In this active workshop, participants will explore 1) Wikidata as a tool for measuring under-representation and bias in Wikipedia and other reference sources, and 2) Wikidata’s own representation and how it could be improved.
Online spaces, to different extents, reflect the patriarchal context of wider society and especially the “brogrammer” ethos of the tech industry. A salient example is Wikipedia, whose role in both perpetuating and challenging the under-representation of women is well-documented (Ford and Wajcman (2017)). Wikipedia’s open decision-making process makes visible the role of patriarchal values and assumptions in questions of notability (Menger-Anderson (2018)). Other sources, such as library catalogues or Project Gutenberg, also have inequalities of representation, reflecting both historic injustice and the priorities of scholarship.

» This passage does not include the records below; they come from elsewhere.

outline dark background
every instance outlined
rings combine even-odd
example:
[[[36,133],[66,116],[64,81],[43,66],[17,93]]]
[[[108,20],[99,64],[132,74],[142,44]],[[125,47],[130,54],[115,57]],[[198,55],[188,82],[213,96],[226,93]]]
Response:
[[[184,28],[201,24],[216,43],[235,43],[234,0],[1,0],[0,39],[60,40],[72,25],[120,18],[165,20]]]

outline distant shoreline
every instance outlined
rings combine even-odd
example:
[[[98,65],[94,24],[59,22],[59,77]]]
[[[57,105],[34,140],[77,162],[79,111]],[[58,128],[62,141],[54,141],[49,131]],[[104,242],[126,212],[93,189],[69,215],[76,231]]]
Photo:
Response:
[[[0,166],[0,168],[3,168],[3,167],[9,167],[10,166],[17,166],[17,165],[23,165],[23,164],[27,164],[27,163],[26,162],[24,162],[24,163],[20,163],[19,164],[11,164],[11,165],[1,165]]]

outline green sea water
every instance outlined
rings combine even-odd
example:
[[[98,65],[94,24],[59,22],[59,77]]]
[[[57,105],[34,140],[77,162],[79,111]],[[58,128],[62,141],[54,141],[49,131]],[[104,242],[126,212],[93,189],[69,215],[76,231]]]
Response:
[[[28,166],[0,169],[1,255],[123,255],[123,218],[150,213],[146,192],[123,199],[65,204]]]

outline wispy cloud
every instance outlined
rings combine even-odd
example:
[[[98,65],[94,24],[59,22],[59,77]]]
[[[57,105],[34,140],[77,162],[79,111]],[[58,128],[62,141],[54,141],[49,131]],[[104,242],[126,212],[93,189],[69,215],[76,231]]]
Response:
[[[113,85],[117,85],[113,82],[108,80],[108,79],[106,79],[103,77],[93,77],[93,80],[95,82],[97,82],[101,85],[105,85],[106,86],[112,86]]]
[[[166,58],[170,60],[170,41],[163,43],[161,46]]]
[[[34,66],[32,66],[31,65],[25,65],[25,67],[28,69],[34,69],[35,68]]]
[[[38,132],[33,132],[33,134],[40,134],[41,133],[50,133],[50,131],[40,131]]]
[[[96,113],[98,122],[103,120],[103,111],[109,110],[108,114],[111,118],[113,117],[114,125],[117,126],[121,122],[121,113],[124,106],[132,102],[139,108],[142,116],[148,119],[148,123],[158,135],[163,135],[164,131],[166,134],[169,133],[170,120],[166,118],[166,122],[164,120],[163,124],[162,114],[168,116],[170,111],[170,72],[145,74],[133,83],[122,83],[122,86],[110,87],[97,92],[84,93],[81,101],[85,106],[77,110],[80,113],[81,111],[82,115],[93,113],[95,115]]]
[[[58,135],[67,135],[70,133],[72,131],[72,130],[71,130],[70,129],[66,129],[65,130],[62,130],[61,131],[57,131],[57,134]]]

Wikidata is a sister-project of Wikipedia that acts as an authority hub, combining identifiers from thousands of different systems, from library catalogues to social media. For people, it also holds demographic data such as nationality, gender, and occupation. Its notability requirement is much wider than Wikipedia’s. As such, it can be used as an tool to explore under-representation, not just of Wikipedia but of other digital spaces and reference sources (Konieczny and Klein (2018), White (2018)).
From this session, participants will explore under-representation by learning how to identify people from a target group that are not represented in a chosen platform, but could be. They will focus on groups and platforms that fits their own interests, for example Francophone women scientists who lack French Wikipedia articles, or living British Muslims who lack an image on Wikimedia Commons. Similar target lists are used in the Women In Red campaign to increase the representation of women in Wikipedia and could be used in educational assignments or public engagement campaigns. Naturally Wikidata has its own flaws, and the second exercise will identify under-representation in Wikidata itself.
This will be a 1 hour interactive workshop session: you can bring a laptop and work alone or in pairs. You’ll learn about Wikidata, and how to write SPARQL queries to identify where people are missing or underrepresented. We assume no prior experience with databases: we will share short-cuts and templates that help non-technical users pose their questions and get answers. All our materials will be released online under a free licence via Wikidata project pages in advance of the session and the data are all freely reusable as CC0.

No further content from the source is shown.